Agree with your comments on OBOGS & DCS.

Despite what some people seem to suggest, the OBOGS & ECS in a F/A-18C/D/E/F is completely different to the F-22, even though they work on a similar principle ("molecular sieve" etc.). Some aviation physiologists were pretty confident the F-22 "physiological episodes" were not caused by OBOGS issues, and they were later proven correct.

One frustration with the "physiological episodes" is that there is little solid evidence of what actually happened. F-22 pilots do use SpO2 sensors, which will detect typical hypoxia, but not always detect toxic hypoxia.
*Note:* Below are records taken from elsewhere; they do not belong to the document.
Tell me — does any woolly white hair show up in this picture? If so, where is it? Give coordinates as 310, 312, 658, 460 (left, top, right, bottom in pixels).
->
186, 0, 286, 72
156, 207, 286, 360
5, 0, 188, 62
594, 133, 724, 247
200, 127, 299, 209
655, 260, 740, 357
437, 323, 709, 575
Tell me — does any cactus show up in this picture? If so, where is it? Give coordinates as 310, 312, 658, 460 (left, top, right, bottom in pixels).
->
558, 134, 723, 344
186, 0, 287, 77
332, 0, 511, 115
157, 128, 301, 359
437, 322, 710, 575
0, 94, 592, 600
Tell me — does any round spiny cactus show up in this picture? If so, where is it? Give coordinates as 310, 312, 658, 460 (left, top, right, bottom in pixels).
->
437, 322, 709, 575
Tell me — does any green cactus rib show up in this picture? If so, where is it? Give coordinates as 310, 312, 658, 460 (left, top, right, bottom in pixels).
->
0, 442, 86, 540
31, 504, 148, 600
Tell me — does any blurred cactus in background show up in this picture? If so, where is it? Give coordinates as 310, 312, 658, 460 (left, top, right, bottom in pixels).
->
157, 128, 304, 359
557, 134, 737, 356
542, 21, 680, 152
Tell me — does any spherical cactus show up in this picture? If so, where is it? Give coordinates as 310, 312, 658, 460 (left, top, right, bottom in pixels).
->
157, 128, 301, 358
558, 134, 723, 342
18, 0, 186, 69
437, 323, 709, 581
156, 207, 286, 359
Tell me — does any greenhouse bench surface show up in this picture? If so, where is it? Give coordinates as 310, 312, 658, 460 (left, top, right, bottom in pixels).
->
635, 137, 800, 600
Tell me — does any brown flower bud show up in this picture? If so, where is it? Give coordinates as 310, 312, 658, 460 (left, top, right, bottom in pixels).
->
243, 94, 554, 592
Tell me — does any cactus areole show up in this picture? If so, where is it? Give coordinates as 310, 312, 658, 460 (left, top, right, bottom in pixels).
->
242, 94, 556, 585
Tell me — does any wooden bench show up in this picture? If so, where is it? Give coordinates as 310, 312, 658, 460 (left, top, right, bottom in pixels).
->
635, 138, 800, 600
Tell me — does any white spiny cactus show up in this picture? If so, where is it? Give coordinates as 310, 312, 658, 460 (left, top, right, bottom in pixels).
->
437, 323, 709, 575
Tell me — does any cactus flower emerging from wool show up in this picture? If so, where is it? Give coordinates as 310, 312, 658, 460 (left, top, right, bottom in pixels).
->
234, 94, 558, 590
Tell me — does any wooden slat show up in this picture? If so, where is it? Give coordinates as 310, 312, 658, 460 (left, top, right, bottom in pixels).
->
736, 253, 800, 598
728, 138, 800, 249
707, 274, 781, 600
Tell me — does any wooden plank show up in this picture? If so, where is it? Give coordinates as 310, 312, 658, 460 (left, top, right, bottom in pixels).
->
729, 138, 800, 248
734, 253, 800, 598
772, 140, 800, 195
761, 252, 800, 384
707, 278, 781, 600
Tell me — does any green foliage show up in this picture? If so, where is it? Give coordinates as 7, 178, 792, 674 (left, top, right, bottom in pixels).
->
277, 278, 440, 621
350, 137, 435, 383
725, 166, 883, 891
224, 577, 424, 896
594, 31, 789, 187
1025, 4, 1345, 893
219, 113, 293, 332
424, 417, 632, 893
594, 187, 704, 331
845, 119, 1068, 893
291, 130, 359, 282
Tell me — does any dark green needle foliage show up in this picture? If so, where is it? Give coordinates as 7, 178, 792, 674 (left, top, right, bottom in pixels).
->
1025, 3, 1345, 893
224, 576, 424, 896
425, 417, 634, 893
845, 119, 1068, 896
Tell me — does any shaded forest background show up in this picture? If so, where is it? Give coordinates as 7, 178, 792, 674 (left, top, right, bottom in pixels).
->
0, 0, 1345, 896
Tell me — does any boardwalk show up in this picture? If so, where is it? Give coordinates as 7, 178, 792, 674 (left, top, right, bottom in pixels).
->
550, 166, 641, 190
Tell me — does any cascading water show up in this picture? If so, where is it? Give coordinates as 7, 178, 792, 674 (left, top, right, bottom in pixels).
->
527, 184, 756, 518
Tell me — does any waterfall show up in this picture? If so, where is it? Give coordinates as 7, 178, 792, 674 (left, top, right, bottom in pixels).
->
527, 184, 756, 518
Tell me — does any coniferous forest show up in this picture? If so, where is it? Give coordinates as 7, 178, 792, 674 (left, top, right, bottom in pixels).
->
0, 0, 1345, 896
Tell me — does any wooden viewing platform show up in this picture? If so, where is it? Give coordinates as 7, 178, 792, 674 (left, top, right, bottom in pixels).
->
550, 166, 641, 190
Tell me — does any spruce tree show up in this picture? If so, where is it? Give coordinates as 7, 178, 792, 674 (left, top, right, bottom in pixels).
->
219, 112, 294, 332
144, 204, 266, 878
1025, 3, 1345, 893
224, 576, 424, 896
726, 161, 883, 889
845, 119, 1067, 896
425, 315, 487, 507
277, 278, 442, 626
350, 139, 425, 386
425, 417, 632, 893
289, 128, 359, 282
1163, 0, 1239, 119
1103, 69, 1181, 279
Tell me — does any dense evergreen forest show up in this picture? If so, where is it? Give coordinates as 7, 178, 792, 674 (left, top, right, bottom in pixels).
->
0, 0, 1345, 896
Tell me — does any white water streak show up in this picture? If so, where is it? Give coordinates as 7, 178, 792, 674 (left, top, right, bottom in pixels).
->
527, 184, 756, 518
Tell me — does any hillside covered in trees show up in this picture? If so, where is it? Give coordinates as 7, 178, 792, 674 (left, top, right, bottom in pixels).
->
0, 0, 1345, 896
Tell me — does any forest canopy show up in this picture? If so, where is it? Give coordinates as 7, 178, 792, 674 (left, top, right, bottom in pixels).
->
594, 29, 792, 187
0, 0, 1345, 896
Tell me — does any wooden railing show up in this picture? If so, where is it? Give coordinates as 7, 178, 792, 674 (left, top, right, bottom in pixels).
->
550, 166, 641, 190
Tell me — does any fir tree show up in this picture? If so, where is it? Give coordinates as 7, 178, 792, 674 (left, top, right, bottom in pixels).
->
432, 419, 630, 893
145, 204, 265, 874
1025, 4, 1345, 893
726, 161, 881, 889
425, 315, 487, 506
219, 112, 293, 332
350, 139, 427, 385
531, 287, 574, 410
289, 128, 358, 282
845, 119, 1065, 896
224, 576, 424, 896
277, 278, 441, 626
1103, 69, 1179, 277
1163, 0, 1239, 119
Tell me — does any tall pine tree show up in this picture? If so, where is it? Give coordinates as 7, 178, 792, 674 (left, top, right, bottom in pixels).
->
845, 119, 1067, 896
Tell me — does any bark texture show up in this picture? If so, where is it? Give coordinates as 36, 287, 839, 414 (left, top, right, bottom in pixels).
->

Even when they get the aircraft (F-22, F/A-18 etc.) back in one piece, there can be very little data from a physiological episode.

IMO F/A-18s should get more comprehensive environmental monitoring data recorders, to make investigating a lot easier. Hurry up and replace the sieve units would also help.


Yeah, particularly with hypoxia events, time is of the essence assuming you land safely. If I'm not mistaken, medical needs to get you in within an hour of the event to properly read your blood. I've done that drill twice, both times were delayed due to outside factors……..first one being extended transit back home, second one being more of a possible DCS case (didn't actually resolve into one) after a rapid decompression at 40k+ ft, unfortunately when I put the gear down to land, I had planing link failure indications, and had to take a trap. Took almost an hour just to get towed off the runway due to runway/taxiway closures. Had to tell the wife that evening that if I started acting weird (weirder than normal at least :) ) or unusually angry, to get me in the car and to the hospital recompression chamber in Reno. Needless to say, she wasn't too psyched about my job that day.

As for other platforms, totally agree. The retrofitted F-15C/E fleet has not had anywhere close to the amount of problems the F/A-18 has had from what I understand. Strange because Mac Air built both, though apparently the OBOGS in the -15 is much newer tech. There were a lot of engineering assumptions made for the F/A-18 in the life support realm that were not accurate. One of them is that cockpit ambient air is not scrubbed in any meaningful way because the engineers (incorrectly) assumed that we would be wearing our O2 masks from engine start to shutdown. In combat in OEF/OIF, with upwards of 7-8 hour missions, LOX jets didn't even have the capacity to support that. OBOGS lets you, but most folks don't fly around for that amount of time in a low threat environment wearing the mask the entire time. Hence some of the "toxic" hypoxia events, though many more have been attributed to wearing the mask after an unannounced/undetected OBOGS failure.